Max followed her example.
"They have always wanted me to do what they did, to go into business, but I'm good at Aikido. It... it calms my spirit." Her fingers traced the edge of the table. "Before I became a shidoin, an instructor, I never felt peaceful. My emotions were all over the place." She dropped her hands into her lap. Max noted it was the first time she'd been totally still since she invited him to join her. "I have peace now. I want to pass that on. My parents aren't thrilled, but they're ridiculously accommodating. They offered to set me up with my own studio, give me everything I needed near them in California."
"And that's a bad thing?"
"No. It was very generous of them. That's how they are. The most generous people in the history of the universe. But... I want to be me. Only me. The best version of myself."
The steak was a little overcooked. The potatoes were slimy. When the server asked, Max said they were fine and kept his attention on the woman in front of him.
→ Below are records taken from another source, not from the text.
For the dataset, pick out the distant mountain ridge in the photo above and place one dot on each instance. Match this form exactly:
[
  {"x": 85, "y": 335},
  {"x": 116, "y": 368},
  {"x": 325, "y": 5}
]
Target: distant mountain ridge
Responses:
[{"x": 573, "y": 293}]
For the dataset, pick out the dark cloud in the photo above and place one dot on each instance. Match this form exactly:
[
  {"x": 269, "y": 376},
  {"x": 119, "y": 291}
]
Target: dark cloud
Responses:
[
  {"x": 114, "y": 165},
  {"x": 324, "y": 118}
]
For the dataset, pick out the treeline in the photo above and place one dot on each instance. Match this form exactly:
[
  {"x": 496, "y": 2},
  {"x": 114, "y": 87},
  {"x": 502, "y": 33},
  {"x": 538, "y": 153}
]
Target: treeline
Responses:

She had a little spray of freckles across her nose that gave her an air of girlishness. He said, "You can accept help from your parents and still be the best version of yourself."
"I don't think I can. I would always be trying to live up to what I thought they wanted for me. I would never really figure out who I am, apart from them." She refilled their glasses again.
He figured they should probably stop drinking now, but somehow another bottle appeared on the table and neither of them objected.
"So, you opened your school in Vegas?"
A delightful blush crept into her cheeks. "No. I don't actually have a school yet. I came here to compete. If I win, it's fifty thousand dollars. That would be enough to get started, without using any of my parent's money. Then, I thought maybe Colorado. Or maybe somewhere in the Midwest. It seems like it's a lot cheaper to live out there."
"I can vouch for that. I have a great house there--a three story Victorian on a fairy tale street for less than you'd pay for a parking space in someone else's driveway in some parts of California."
She sighed and lay her head against the seat back. "I'm a little drunk."
He reached for his glass and realized it had emptied again. "Me too," he admited. "And I never get drunk. Really, never."
"Same."
He watched as her sparkling eyes followed the movement of the ceiling fan for a while. Finally, she pulled her gaze away and leaned forward on her elbow, narrowing her eyes on him. "Why did you want to eat with me?"
"God's honest truth. I came here to find an intriguing woman and you are absolutely compelling. Everything about you, from the monster truck, to the cowboy boots, to the fierce spirit that stood up to that driver, to the independence that would let you sit in a restaurant alone looking like you were with your favorite company in the world..." He realized he was rambling. "You're a delight to the senses."
She giggled.
He suspected she never giggled when she was sober.
"Do you dance?" she asked.
"No," he said.
They sat there, looking at each other in silence. His body responded to her eyes as though she was actually touching him. For having just drank two bottles of wine, he was absolutely parched.
"Will you dance with me?" she asked. The blue of her eyes shone dark as sapphires. They sparkled with an intensity that spoke volumes of her sense of self.
"Yes." He poured another glass for himself and drained it without bothering to sip gracefully.